Le musée s’associe à cette institution de trois siècles, pour proposer une exposition sur la Maison, sa troupe, ses auteurs, particulièrement Molière. Figure majeure du répertoire de théâtre classique français, il est chez lui à la Comédie Française. Fondée par Louis XIV, la Maison défend les textes des siècles passés, mais aussi l’avant-garde artistique actuelle.
Le Petit Palais invite Molière, qui sera le fil conducteur de la visite…un passage derrière le rideau, derrière le décor…une révélation !
A découvrir aussi au Centre national du costume de scène à Moulins, une exposition sur "L'art du costume à la Comédie-Française", plus de 200 costumes des plus grands comédiens du XVIIIème siècle à nos jours." -

C'est une exposition très intéressante, peut-être trop courte ... Surtout illustrée par des peintures mais également, vers la fin de l'exposition, de très belles photos.

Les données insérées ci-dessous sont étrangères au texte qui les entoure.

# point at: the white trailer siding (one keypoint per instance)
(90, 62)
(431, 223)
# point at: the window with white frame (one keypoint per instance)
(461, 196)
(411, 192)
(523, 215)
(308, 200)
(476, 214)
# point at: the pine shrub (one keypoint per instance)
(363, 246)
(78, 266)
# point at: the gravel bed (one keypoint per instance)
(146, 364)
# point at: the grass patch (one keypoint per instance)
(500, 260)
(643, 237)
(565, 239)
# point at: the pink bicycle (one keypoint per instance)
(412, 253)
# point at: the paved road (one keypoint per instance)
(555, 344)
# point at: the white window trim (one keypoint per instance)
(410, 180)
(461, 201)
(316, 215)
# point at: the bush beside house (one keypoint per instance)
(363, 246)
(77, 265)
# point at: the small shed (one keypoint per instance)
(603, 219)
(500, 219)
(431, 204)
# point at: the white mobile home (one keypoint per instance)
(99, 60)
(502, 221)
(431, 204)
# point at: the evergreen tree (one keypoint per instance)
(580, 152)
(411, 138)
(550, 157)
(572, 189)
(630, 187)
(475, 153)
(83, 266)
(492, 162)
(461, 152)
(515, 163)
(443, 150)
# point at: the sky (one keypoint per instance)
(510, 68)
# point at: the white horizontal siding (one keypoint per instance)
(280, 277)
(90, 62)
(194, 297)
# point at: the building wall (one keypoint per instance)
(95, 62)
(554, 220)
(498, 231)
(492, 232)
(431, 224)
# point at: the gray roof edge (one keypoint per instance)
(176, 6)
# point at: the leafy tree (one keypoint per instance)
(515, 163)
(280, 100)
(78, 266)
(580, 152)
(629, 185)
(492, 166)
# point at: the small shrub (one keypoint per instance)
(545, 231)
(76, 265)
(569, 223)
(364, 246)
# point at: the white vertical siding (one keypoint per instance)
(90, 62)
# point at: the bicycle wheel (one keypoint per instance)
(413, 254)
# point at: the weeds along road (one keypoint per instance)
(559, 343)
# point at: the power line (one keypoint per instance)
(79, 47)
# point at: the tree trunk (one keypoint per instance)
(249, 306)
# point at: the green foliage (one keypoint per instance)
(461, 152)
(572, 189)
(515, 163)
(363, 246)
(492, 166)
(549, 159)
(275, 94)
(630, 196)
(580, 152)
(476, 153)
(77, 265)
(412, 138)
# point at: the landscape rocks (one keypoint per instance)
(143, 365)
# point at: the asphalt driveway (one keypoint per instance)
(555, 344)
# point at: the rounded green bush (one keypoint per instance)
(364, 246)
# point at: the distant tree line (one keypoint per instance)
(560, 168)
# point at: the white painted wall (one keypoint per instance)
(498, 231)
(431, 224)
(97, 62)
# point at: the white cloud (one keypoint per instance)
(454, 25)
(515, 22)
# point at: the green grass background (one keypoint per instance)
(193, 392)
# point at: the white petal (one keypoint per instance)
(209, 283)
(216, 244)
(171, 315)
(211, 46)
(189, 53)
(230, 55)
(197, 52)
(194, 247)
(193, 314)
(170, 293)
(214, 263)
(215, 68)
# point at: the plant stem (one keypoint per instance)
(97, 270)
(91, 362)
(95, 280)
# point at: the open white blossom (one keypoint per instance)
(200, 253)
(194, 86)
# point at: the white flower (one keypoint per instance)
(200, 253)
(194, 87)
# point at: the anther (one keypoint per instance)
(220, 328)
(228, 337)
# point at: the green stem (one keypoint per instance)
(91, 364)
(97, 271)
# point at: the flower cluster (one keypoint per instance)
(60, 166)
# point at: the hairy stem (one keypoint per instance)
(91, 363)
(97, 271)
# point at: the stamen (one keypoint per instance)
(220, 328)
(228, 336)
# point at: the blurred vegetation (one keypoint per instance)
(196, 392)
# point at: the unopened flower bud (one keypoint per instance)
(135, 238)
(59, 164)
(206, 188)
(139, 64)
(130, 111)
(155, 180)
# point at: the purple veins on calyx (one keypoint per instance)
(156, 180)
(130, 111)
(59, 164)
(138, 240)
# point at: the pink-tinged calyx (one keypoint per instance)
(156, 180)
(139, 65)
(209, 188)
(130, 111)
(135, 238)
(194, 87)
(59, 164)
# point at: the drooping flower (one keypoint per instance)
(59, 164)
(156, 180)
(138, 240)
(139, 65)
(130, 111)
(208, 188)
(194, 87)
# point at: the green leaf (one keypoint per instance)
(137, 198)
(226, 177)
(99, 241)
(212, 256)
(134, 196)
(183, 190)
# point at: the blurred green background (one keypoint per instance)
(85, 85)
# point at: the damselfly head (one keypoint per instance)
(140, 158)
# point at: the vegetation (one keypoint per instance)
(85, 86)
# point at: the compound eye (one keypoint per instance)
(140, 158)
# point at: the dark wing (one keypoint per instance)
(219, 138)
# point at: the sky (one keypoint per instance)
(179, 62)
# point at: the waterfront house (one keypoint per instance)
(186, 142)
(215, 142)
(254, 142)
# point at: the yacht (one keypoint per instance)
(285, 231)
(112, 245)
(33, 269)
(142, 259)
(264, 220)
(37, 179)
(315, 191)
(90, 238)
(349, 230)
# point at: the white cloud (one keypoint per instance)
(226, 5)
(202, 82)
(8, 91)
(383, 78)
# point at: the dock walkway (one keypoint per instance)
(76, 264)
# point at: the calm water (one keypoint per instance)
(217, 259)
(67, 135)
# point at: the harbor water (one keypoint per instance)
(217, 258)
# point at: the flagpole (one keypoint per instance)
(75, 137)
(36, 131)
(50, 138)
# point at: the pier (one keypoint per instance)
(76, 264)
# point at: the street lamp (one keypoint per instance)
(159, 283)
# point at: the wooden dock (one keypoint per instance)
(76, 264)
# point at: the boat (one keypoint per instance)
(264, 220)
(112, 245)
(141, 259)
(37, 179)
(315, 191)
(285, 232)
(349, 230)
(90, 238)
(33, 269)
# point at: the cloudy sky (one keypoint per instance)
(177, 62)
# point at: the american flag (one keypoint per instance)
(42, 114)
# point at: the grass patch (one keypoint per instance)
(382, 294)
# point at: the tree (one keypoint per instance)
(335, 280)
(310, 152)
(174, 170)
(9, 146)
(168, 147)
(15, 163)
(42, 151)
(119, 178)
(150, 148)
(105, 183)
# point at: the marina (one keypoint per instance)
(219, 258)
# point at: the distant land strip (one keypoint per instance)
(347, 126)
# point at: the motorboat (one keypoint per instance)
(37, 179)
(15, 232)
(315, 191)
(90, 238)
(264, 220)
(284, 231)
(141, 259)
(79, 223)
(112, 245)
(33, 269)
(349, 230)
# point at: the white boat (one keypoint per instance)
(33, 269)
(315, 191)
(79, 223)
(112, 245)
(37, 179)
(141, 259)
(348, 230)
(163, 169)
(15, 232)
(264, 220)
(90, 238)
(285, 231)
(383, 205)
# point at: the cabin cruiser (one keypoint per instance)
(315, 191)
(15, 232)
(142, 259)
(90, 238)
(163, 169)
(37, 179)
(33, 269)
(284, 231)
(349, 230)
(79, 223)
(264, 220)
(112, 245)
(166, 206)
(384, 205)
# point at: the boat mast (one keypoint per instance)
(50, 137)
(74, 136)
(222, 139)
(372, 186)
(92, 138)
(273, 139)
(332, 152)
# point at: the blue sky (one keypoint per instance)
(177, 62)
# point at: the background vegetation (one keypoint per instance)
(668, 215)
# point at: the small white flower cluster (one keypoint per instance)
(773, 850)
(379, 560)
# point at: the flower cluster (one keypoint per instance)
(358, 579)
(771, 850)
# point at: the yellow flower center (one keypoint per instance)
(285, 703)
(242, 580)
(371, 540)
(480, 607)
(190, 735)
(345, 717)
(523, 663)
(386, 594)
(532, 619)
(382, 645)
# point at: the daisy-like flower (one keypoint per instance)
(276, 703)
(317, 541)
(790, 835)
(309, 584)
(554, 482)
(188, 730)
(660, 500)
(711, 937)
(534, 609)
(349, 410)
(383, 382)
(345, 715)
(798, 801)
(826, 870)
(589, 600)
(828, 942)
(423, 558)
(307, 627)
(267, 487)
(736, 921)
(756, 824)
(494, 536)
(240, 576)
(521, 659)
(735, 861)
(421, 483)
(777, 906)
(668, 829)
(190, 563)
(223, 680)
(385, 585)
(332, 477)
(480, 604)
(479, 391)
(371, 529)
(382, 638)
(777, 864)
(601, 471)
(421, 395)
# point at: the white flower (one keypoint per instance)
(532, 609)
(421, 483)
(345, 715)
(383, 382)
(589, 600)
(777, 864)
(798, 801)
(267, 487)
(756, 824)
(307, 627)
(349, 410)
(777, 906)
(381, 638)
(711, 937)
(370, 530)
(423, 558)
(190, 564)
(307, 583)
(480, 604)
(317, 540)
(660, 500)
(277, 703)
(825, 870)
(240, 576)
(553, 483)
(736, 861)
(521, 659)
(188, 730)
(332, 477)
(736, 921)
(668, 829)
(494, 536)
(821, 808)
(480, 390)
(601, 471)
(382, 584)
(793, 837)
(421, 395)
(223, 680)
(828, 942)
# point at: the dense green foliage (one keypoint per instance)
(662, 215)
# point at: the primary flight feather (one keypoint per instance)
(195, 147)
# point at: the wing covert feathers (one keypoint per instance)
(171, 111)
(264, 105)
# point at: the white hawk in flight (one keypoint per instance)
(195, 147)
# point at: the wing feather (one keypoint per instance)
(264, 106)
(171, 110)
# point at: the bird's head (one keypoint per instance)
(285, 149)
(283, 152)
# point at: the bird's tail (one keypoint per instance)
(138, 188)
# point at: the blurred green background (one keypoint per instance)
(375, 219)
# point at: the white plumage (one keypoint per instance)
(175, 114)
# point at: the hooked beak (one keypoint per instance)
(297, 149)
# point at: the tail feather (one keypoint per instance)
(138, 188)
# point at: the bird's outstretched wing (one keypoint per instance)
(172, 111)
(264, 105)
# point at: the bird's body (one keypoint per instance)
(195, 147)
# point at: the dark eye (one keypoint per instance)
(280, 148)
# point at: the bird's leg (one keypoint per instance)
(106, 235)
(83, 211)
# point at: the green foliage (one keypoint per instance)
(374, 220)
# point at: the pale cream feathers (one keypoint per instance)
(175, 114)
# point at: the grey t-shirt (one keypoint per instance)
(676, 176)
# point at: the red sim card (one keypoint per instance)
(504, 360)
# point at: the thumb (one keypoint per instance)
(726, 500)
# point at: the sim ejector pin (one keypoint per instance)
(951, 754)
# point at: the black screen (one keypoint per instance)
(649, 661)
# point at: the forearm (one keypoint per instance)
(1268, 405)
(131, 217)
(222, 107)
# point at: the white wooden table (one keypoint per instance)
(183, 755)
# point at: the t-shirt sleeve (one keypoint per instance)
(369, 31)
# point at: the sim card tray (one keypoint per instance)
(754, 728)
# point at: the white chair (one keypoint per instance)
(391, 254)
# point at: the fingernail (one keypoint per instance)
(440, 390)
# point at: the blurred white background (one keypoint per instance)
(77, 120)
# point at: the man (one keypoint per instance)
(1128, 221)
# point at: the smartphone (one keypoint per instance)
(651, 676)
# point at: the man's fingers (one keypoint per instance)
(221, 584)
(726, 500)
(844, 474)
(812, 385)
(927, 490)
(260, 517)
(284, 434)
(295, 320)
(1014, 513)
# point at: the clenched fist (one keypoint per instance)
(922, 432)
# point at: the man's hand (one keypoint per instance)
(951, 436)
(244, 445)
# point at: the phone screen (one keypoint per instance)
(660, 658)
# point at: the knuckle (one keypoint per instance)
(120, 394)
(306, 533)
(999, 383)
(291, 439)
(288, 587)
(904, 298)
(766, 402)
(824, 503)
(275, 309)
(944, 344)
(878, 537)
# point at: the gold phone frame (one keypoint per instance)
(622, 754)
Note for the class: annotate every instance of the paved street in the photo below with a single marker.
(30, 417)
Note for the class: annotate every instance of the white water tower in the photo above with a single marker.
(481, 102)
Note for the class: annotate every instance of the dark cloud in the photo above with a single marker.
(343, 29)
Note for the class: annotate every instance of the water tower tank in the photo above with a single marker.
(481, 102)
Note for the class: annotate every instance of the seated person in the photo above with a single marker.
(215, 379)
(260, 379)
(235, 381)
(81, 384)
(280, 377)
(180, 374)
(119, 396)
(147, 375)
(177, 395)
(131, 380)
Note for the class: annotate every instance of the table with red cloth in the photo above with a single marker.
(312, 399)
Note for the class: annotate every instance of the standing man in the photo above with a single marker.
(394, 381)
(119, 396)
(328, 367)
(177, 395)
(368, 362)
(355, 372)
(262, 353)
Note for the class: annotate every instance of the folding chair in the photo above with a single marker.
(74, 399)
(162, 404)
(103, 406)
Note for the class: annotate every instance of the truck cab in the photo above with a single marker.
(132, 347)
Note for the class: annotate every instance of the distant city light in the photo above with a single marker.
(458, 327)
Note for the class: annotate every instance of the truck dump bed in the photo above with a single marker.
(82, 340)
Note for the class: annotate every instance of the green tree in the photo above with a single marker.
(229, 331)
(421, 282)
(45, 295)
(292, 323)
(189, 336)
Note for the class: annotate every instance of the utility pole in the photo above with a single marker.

On en apprend beaucoup sur l'histoire de la Comédie-Française, sur plusieurs très grands acteurs (Rachel, Sarah Bernhardt, et d'autres encore) ... Et quel plaisir de pouvoir admirer la bague de Rachel, ou la montre de Molière. Oui, je suis matérialiste, mais cela fait partie des choses que j'ai préférées : la montre de Molière. Petite, ravissante, derrière la même vitre que son fauteuil ... C'est beaucoup de pensées qui me sont venues en tête lorsque j'ai été devant ce fauteuil ... car après tout, Molière fait partie de ces Dieux du théâtre. Savoir qu'il a été assis dessus, un jour ... 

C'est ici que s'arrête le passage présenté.